We are subject to various proceedings, lawsuits and claims relating to products and services, technology, labor, stockholder and other matters. We are required to assess the likelihood of any adverse outcomes and the potential range of probable losses in these matters. If the potential loss is considered probable and the amount can be reasonably estimated, we accrue a liability for the estimated loss. If the potential loss is considered less than probable or the amount cannot be reasonably estimated, disclosure of the matter is considered. The amount of loss accrual or disclosure, if any, is determined after analysis of each matter, and is subject to adjustment if warranted by new developments or revised strategies. Due to uncertainties related to these matters, accruals or disclosures are based on the best information available at the time. Significant judgment is required in both the assessment of likelihood and in the determination of a range of potential losses. Revisions in the estimates of the potential liabilities could have a material impact on our consolidated financial position or consolidated results of operations. Historically, there have been no material changes in our estimates or assumptions. We do not believe there is a reasonable likelihood there will be a material change in the future estimates.

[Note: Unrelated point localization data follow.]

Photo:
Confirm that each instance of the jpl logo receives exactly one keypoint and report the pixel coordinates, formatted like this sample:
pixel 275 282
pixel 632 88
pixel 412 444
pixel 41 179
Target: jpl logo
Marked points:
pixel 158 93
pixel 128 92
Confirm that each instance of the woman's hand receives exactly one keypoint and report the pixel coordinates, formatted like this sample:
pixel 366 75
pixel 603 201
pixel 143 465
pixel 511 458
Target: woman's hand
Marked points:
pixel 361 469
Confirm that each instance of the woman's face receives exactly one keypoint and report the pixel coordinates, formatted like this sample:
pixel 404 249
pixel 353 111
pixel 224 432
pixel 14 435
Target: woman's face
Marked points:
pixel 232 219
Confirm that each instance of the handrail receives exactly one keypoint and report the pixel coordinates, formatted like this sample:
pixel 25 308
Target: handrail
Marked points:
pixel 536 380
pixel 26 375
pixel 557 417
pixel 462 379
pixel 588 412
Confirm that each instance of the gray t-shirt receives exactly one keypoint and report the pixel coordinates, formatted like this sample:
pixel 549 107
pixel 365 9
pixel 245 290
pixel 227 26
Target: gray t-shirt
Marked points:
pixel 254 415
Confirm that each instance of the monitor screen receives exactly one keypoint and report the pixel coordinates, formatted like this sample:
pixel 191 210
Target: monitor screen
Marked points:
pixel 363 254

New Accounting Pronouncements

Recently Adopted Accounting Pronouncements

In August 2018, the Financial Accounting Standards Board (“FASB”) issued Accounting Standards Update (“ASU”) No. 2018-15, Intangibles—Goodwill and Other (Topic 350): Internal-Use Software (“ASU 2018-15”). ASU 2018-15 aligns the requirements for capitalizing implementation costs incurred in a cloud computing arrangement that is a service contract with the requirements for capitalizing implementation costs incurred to develop or obtain internal-use software. We adopted ASU 2018-15 in the first quarter of our fiscal 2021 and the adoption did not have a significant impact on our consolidated financial statements.

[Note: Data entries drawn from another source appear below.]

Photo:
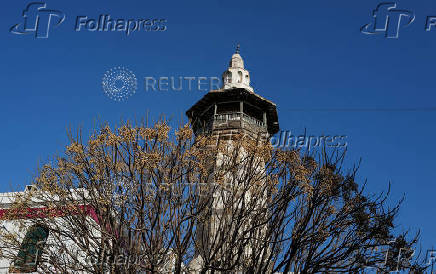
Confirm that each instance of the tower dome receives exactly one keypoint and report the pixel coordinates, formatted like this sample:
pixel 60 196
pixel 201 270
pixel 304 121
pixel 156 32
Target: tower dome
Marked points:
pixel 236 76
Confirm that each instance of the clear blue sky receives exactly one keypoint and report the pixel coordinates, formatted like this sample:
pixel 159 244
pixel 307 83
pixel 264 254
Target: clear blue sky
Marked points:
pixel 301 55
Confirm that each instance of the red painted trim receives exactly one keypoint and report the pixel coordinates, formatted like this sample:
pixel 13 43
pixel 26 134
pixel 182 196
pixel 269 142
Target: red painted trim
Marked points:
pixel 39 213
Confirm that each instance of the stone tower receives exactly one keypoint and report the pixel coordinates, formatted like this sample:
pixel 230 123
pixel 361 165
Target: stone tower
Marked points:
pixel 233 109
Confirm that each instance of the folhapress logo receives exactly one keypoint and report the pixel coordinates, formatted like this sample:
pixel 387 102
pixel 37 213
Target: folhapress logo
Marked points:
pixel 38 19
pixel 388 20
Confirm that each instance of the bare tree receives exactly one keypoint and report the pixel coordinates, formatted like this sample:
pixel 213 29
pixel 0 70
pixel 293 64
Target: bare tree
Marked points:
pixel 139 199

In June 2016, the FASB issued ASU No. 2016-13, Financial Instruments—Credit Losses (Topic 326): Measurement of Credit Losses on Financial Instruments and subsequent amendments to the initial guidance: ASU 2018-19, ASU 2019-04, ASU 2019-05 and ASU 2019-11 (collectively, “Topic 326”). Topic 326 requires measurement and recognition of expected credit losses for financial assets held. We adopted Topic 326 in the first quarter of our fiscal 2021 and the adoption did not have a significant impact on our consolidated financial statements.

Recent Accounting Pronouncements Not Yet Adopted

We do not expect that any recently issued accounting pronouncements will have a significant effect on our financial statements.